The word garden comes from the old English word 'Geard' meaning a fence or enclosure. The British have always loved their gardens, from the eccentric flambouyance of the cottage garden and formality of the tudor knot garden to the almost incomprehensible terra-forming of the great 'Capability Brown' and other landscaping engineers! The garden began as a necessity - a place to grow vegetables, fruits and feed protected from the ravages of the the elements and hungry widlife. Growing flowers attracted insects for pollination and helped sustain bees for honey to sweeten our table. Weather and time permitting, sitting out in the garden has always been a welcome reward for our toils, whether on a timber of cast iron bench or under an arbour with the sweet smell of flowers all around. Today we employ raised beds to make it easier to tend our plants and lay gravel and brick paths so that we might enjoy the outdoor space throughout the year.

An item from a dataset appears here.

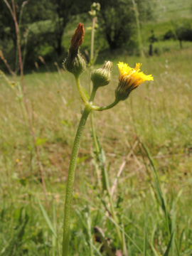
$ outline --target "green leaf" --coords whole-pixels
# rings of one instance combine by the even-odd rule
[[[174,236],[174,232],[172,233],[172,235],[171,236],[171,238],[170,238],[170,240],[169,242],[169,245],[167,246],[167,248],[166,248],[166,250],[165,252],[165,253],[164,254],[164,256],[169,256],[169,250],[171,248],[171,242],[172,242],[172,238],[173,238],[173,236]]]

Once reserved for the homes and gardens of the rich and priviliged - statuary combined an apprecation of the arts with the love our herbacious havens - and perhaps a not-so-sublte show of status and affluence. In the modern garden, statues and scuptures abound. From armillieries pointing to the heavens to woodland creatures created from steel and stone. These uplifting focal points and features punctuate the bossoming summer borders and defy the decay and emptiness of the winter garden in equal measure. Bird baths bring the sweet sound of birdsong to the garden whilst the sundial marks the passing hours and seasons with unwavering precision.
Ancient agricultural and industrial artifacts that once were the backbone of a harsh and unrelenting landscape - now bring a mellow nostalgia to our modern suburban gardens. Old stone troughs, riveted galvanised tanks and stoneware basins are now filled with flowers that fill the air with sweetness and fragrance. Old farm and factory machinery, overgrown with climbing roses and clematis lies sleeping - ready to wake and tell a thousand stories.